Over the past several years, Boston and her colleagues have been tracking invasive goldfish in Hamilton Harbour, which is on the western tip of Lake Ontario, about 35 miles southwest of Toronto. The bay has been decimated by industrial and urban development as well as by invasive species — making it among the most environmentally degraded areas of the Great Lakes.
Their study, published in November in the Journal of Great Lakes Research, could help pinpoint goldfish populations for culling, said Boston, who is the lead author. “We found out where they are before they start spawning,” she said. “That's a good opportunity to get rid of them.”
The fast-growing female goldfish, Boston noted, can also reproduce several times in one season. “They have the resources,” she added, “and they can take advantage of them.”
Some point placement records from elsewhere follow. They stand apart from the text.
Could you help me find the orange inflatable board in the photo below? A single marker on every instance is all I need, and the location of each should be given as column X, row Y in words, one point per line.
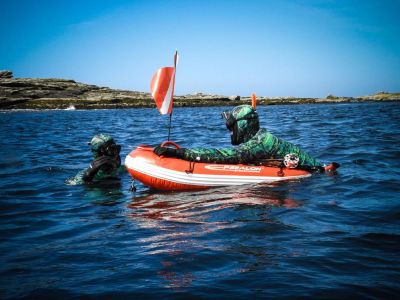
column 171, row 174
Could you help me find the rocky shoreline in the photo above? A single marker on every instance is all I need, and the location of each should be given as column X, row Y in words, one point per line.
column 50, row 93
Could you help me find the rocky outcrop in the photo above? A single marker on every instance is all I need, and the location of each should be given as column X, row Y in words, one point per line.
column 49, row 93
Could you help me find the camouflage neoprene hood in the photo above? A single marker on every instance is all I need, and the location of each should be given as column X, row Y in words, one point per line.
column 243, row 122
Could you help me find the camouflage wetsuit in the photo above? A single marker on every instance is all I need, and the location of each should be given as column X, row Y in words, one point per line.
column 263, row 145
column 254, row 144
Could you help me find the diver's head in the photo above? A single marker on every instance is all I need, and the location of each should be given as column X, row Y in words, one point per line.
column 243, row 123
column 104, row 145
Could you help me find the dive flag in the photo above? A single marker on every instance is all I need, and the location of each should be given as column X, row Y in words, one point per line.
column 162, row 87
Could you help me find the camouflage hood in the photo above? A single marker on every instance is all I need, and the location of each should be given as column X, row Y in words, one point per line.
column 243, row 122
column 99, row 141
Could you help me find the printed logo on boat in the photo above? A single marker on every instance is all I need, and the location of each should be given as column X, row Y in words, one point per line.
column 232, row 168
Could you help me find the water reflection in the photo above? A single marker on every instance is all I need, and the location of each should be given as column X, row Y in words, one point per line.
column 106, row 192
column 199, row 206
column 189, row 229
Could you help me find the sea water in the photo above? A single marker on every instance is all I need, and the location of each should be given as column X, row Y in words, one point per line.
column 326, row 236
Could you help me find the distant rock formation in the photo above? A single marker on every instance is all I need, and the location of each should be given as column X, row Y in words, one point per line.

Goldfish were first spotted in Hamilton Harbour in the 1960s, but largely died off in the 1970s because of industrial contamination. In the early 2000s, their population appeared to recover. Goldfish can tolerate a wide range of water temperatures, reach sexual maturation quickly, and can eat nearly anything, including algae, aquatic plants, eggs and invertebrates, Boston said.
Their football-shaped bodies can swell to a size that makes them too large a meal for predators — up to about 16 inches long. “A fish would have to have a really big mouth to eat it,” she said.
The feral goldfish are also destructive, uprooting and consuming plants that are home to native species. They help spawn harmful algal blooms by consuming the algae and expelling nutrients that promote its growth, Boston said, creating conditions that are intolerable to native fish.